If you’re in pretty good shape, but your belly is still protruding more than you would like, don’t despair. That’s really common, but it doesn’t need to be permanent. Often, a postural issue is the culprit–which, luckily, is repairable.
During pregnancy, most women’s back muscles get tight from overuse. Since the ab muscles can’t function adequately as spinal supporters, the muscles in the lower back fill in. The added weight on the front of the body during pregnancy further overworks the muscles of the lower back. After delivery, this imbalance may persist. Even if you do a lot of ab exercises, many commonly performed ab exercises target the rectus abdominus. This isn’t enough to rebalance the front and back of your core into equilibrium. So, even if you think of yourself as someone with a strong core, some of the key muscles for rebalancing the core might not be getting enough development.
In addition, the position of the ribs changes during pregnancy. These changes can be reversed as well, with some attention and targeted exercises.
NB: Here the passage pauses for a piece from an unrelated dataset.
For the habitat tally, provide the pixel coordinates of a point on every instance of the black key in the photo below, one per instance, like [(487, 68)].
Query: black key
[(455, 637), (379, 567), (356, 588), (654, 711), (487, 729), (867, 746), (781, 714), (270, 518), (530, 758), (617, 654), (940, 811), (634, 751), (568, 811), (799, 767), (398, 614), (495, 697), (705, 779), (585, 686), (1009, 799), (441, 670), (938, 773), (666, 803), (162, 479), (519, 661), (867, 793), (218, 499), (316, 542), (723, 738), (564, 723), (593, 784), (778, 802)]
Rib position also contributes to core imbalances.
Strengthening the external and internal obliques, retraining the intercostal muscles (between the ribs) to return to full mobility, and working on specific breathing patterns can interrupt and reset the cycle of turned off abs–>overworking, tight lower back–>protruding belly.
Besides being happy that your belly no longer prompts nosy people to ask if you’re having another baby (why are there still people who ask this??), rebalancing your core muscles will give you a lot of relief from back pain and tightness. You’ll also have better athletic movement and sustained strength across the core, which is nice for improving your performance and for preventing injuries.